Albeit a shorter track record versus traditional investing, market evidence demonstrates that impact investment can produce market rate returns or above. The EQ Positive Impact Portfolios have outperformed their conventional benchmarks since their launch six years ago.
By targeting sustainability themes that by definition are long-term societal needs, impact investments also have much greater long-term return growth potential. And the sustainability of investment returns should matter for long term investors.
For more info on the relationship between sustainability and returns, see our article here.
3) Impact investing will mostly target small-cap, early-stage and non-profitable companies
Impactful investment opportunities exist across a range of asset types and company sizes. EQ’s Positive Impact Balanced Portfolio shows a healthy split between 14% small-, 39% medium- and 47% large-cap companies.
While impact investors do seek out innovative companies, it does not mean that these are early-stage. We see many mature corporates switching up their core offerings to reflect the changing needs of society, and to adjust to new risk constraints. The median founding year of the companies within our Positive Impact Portfolios is 1996, compared to 1998 for the current FTSE100 index.

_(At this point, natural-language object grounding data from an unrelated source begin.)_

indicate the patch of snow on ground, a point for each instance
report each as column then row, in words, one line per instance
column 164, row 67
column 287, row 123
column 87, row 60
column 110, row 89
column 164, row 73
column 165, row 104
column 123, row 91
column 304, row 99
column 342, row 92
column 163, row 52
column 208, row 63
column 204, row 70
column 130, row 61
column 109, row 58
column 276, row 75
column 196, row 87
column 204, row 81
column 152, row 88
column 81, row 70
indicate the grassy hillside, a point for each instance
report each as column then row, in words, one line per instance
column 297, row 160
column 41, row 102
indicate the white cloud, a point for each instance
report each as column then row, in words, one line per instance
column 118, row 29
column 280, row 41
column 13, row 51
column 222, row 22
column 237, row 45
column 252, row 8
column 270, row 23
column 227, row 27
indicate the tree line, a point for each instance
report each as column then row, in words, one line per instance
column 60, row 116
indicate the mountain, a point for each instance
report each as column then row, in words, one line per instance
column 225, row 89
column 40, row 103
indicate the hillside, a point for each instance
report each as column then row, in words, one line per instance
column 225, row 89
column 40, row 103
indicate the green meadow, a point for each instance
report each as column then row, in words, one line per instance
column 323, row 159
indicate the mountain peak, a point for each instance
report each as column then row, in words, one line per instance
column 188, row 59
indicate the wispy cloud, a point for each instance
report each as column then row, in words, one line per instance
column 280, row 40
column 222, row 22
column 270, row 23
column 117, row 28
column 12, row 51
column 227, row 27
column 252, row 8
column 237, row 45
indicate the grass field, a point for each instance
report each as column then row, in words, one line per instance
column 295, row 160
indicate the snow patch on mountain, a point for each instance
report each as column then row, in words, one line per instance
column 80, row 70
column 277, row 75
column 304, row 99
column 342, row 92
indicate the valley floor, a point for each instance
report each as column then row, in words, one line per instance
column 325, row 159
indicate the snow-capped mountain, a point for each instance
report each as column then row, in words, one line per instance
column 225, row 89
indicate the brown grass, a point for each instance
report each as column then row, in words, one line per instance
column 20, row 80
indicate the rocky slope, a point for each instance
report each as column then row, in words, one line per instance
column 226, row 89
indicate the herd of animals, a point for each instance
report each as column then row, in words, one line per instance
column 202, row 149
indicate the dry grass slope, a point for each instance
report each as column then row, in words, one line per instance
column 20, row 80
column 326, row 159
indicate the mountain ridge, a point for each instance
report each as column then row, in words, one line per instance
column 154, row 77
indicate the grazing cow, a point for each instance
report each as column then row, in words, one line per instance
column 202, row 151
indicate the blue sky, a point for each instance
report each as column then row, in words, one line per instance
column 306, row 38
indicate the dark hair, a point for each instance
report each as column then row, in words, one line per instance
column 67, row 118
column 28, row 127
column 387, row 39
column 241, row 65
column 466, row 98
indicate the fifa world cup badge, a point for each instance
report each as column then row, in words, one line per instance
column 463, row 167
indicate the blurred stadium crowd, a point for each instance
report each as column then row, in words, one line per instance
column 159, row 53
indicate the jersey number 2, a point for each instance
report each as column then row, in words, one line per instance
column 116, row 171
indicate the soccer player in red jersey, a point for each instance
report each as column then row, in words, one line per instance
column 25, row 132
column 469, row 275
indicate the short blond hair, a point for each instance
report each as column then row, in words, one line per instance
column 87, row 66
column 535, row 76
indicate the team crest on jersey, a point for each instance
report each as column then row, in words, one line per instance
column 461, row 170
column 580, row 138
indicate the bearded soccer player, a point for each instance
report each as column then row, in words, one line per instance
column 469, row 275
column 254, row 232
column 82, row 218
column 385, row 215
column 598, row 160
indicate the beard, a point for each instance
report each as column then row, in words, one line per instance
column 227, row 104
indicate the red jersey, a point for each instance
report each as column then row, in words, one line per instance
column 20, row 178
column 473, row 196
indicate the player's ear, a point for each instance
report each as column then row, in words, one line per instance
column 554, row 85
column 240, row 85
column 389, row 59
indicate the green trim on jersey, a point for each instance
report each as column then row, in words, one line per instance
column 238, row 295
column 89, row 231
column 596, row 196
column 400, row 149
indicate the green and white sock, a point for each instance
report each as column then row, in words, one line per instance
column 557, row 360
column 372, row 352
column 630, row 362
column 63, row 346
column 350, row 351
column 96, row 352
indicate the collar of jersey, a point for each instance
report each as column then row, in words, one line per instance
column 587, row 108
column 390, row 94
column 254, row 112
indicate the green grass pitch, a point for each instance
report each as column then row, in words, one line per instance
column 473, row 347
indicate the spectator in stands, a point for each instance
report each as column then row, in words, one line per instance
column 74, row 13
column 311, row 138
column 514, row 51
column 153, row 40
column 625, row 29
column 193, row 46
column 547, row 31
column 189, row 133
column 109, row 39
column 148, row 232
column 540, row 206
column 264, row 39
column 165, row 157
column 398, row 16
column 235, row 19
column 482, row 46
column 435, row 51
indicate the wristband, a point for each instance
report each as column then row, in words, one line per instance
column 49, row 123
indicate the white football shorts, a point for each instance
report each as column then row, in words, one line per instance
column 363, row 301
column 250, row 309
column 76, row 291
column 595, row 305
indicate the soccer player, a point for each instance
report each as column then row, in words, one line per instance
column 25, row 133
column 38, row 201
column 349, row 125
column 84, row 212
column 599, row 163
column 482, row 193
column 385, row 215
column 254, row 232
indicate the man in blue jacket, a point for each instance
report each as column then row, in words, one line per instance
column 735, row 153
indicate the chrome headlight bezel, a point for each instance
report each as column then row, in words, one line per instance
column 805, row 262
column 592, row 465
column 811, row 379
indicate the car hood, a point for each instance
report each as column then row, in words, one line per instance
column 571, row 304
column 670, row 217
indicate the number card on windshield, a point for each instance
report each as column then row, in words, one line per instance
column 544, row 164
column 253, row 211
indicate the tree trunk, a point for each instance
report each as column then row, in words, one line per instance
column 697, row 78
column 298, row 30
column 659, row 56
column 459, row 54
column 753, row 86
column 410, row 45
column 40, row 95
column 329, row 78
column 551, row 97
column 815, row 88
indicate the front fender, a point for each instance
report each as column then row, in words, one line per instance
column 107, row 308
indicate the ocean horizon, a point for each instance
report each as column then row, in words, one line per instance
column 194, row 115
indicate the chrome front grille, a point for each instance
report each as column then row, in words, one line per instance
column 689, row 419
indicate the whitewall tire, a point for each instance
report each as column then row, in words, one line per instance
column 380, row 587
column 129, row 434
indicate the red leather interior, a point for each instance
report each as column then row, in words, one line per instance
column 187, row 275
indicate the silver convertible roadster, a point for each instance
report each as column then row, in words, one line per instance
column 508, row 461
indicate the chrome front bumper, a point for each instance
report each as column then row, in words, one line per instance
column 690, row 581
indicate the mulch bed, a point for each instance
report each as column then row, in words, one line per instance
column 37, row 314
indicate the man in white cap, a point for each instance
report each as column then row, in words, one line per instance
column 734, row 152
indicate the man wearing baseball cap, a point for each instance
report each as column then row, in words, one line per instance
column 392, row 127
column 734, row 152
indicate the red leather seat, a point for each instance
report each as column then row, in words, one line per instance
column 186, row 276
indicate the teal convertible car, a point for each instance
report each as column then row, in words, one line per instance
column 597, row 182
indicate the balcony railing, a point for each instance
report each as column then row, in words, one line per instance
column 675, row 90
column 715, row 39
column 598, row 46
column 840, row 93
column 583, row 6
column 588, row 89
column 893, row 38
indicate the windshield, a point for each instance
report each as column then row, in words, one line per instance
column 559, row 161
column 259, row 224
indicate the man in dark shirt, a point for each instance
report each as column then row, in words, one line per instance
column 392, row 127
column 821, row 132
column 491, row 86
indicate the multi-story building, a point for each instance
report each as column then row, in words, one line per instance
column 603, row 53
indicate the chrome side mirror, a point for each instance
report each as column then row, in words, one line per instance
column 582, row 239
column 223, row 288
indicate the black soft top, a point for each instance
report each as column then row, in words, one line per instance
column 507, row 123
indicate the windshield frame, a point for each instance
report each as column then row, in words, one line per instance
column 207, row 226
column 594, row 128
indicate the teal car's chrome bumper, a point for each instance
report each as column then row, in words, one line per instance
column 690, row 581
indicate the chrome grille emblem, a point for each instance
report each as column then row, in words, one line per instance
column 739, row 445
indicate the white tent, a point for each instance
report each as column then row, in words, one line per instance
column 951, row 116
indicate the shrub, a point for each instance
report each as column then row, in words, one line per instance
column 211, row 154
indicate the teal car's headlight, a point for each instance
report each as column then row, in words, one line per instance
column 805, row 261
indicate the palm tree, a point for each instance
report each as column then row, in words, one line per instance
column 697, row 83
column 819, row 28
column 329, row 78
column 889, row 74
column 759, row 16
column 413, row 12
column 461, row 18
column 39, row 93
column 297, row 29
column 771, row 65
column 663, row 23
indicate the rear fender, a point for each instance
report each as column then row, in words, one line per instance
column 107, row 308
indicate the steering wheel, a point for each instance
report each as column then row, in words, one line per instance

While a number of those impactful companies may have been small in size 10 years ago, thanks to above-average growth, they have now become mid- and large- cap companies. A good example being DS Smith which recently joined the FTSE100 index.
There is ample evidence that sustainable businesses are well-managed, are more innovative and that sustainability themes provide great market potentials – thus pulling and pushing profits.
Our latest Impact Report highlights this in more detail.
4) It is a narrow investment universe and you cannot get real impact opportunities at attractive valuations
There is no single defined investment universe for impact investors. Investor preference defines their opportunity set by deciding on risk, return and impact theme targets. The amount of companies eligible for investment can further depend on the impact or ESG standards set by investors.
While this means that we can’t give a reliable impact universe estimate, opportunities are larger than some might assume. The portion of the equity universe invested into by the EQ Positive Impact Balanced Portfolio spans to over 630 unique companies, globally.
This universe is also expanding. As much as investor interests are turning to sustainability, companies’ business models are too, increasing the amount of ‘impactful’ candidates. For example, Impax Asset Management, in 1999, had an investment universe of 250 companies generating more than 50% of their revenues from environmental solutions. This universe has now grown to 1,100 companies.
Our own research shows that while the weighted average valuation (P/E or Price to Earnings) of the companies we invest in is higher than the FTSE 100 companies, the average earnings growth is two times higher. As a result, the valuation adjusted for growth (PEG or Price to Earnings to Growth ratio) is cheaper than the FTSE 100 companies.
5) Impact investing is too volatile and risky for private investors
Many high-impact investments are located in more volatile markets (e.g. emerging markets), but it is also true that sustainable businesses show reduced residual volatility.
While long track-record data is not yet available across all risk categories for the aggregated impact investment sector, we have evidence that EQ’s Positive Impact Portfolios have shown better risk-adjusted returns than their conventional benchmarks since their inception (i.e. factoring in volatility). To us this supports the opinion that by investing in well-managed businesses that target long-term needs, some potential higher short-term volatility is worth the sustainable returns.
Impact investment is an investment strategy, not an asset class in itself. As discussed, opportunities exist from small to large companies, equity, debt and real assets – and risks vary between these. Therefore, portfolio managers are able to adhere to normal risk categories and create options for different ‘risk appetites’. This way, any private investor can make their pension or ISA contribute to positive societal change.